To surf on the Internet (World Wide Web) is to follow hypertext links from one web page to another. The links to web pages are often indicated by an underline, or the word or phrase may be highlighted in a different color. The link could also be a picture or graphic image.
Notice what happens when you move the mouse pointer over a word or picture. If the word or image is a link, the pointer changes from an arrow to a hand.
However much fun surfing might be it is not always productive for finding specific information. To find a specific web page or type of information out of the many millions of websites on the Internet, you must search.
Subject directories help you find a specific topic by providing general categories or subject classifications. By then selecting subcategories within the broad categories, you will find web pages devoted to your topic.
Some subject directories have compiled lists of millions of sites and organized them by category. Yahoo is an example of such a directory. While very useful, sites in such a list are not prescreened for accuracy and reliability. To determine if the web page is usable for your purpose you must evaluate it yourself based on the first line or two of text information given.
Other subject directories like ipl2.org, contain a much smaller list of sites, only a few thousand, but the sites are chosen and tested for usefulness by librarians. There are also annotated descriptions of each web site to help you evaluate usefulness.
"Web portals" are subject directories which focus on one field of topic interest. A law portal might have ten categories of law, a news portal might list several hundred or thousand newspaper and magazine sites, and so on. Portals may be found using subject directories or a "search engine."
Most subject directories include a search engine, or programmed searching interface, that allows the user to construct a search leading to desired information. Some search engines are specific to a subject directory. Others kick you to a full Internet search.
Search engines use a variety of searching methods, but generally search a very large portion of the Internet to find sites that have terms exactly as the ones you've entered on page within that site.

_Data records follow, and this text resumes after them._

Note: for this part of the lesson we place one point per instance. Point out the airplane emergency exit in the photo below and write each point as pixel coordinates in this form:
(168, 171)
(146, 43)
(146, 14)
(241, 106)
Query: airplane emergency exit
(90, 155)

No search engine searches all of the Internet, but the larger ones capture several hundred million sites. Generally search engines go out to the Internet on a regular basis and capture pages which are brought to the search engine's own computer memory banks. When you search and get results, you are looking at results recently captured, and these results may have changed since the last time you searched that same topic.
The downside of getting more search results is that you have to "evaluate" more sites to determine what best suits your need. Some search engines today list the sites that pay them most at the beginning of the list.